On top of the identity theft and mail theft charges, the culprits were also charged with selling methamphetamines. Sabrina Banales, Joey Bobbitt, Doneice Cyprian, Joshua Kenyon, Misty Peterson, Desere Sutton, and Lauren Toggle were the seven involved.
Physical Therapist Stole Patient Records
A physical therapist working for Howard Head Sports Medicine through the Vail Valley Medical Center stole a large number of patient records. More than 3,000 patients had their records taken, which included full names, payment information, diagnoses, treatment plans, and ages.
It seems as though the therapist did not take the information to steal the patients’ identities, but instead to try and recruit them as patients at his new place of employment once he left the medical center. Either way, all patients were urged by law enforcement to check their financial records and report the crime to their financial institutions.

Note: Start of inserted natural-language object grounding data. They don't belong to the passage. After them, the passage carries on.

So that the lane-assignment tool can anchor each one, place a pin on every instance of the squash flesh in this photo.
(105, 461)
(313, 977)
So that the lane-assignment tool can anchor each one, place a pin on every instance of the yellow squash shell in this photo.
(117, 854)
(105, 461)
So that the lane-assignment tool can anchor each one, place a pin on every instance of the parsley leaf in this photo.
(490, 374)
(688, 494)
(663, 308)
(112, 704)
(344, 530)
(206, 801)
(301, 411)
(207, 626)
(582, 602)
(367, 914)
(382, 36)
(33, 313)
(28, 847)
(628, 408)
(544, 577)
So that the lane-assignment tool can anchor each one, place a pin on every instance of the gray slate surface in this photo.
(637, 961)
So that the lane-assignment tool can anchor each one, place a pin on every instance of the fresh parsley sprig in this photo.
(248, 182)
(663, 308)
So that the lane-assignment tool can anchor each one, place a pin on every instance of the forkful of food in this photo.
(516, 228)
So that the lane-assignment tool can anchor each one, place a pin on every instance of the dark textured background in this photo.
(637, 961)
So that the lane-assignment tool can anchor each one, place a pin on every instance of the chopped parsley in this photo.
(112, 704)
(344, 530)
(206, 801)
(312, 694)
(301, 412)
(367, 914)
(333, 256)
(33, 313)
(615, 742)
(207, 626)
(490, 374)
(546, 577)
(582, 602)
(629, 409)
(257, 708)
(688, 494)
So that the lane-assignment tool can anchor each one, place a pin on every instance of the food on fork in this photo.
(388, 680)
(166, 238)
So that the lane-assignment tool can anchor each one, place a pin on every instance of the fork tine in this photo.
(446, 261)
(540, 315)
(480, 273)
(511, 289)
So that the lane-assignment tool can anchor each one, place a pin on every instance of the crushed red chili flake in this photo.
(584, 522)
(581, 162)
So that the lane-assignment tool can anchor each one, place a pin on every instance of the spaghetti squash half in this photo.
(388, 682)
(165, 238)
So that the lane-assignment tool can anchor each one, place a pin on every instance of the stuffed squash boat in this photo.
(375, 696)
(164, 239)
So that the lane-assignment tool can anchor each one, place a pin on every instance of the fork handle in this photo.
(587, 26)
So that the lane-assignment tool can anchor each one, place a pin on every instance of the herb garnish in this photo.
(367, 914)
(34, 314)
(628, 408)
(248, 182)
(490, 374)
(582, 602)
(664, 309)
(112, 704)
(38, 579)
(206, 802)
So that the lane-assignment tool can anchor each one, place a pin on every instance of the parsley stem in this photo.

Eight People Earn an 81-Count Indictment of Forgery and Identity Theft
Tasha Phillips and Quinetta Hunter led a group in an identity theft and forgery ring that ran for more than a year. They were charged with conspiracy for violating the Organized Crime Control Act set forth by Colorado. Forgery, theft, and identity theft were among their other charges.
Their co-conspirators included Destinee Segura, Tashena Reid, Shaqweila Phillips, Tony Phillips, Matrice Ford, and Ernest Daniels. They worked together to steal and forge checks and use counterfeit checks under the names of others. Together, they racked up losses for 35 victims, totalling $49,000.
As an identity theft victim, there are a number of resources that should be utilized for answers and assistance.
Colorado.gov: The Colorado Bereau of Investigation offers a 24-hour hotline for victims of identity fraud. Their website includes the hotline telephone number, as well as an e-mail address, that can be used at any time. The site also details steps for handling the situation, including contacting law enforcement, reporting the theft to financial institutions, and letting the Federal Trade Commission know about the crime.
Ftc.gov: The Federal Trade Commision is responsible for protecting consumers. Their website can be used to make a complaint, obtain a free credit report, and report identity theft. They also list scam alerts so consumers can remain aware of any potential threats in the area.
Courts.state.co.us: The Colorado Judicial Branch website offers a section of self help information. Victims can use this section to find answers for the steps they should take after they realize a crime has been committed against them. There are also forms available that can be filled out in sent in as needed.
Irs.gov: Identity theft sometimes includes creating a tax return in another person’s name in order to gain their tax income. Victims of this type of fraud should contact the IRS. The IRS website provides a variety of helpful information and resources for taxpayers.
Stopfraudcolorado.gov: The Colorado Attorney General has created a site titled “Stop Fraud Colorado.” The site provides an identity theft hotline, and offers information about credit freezing.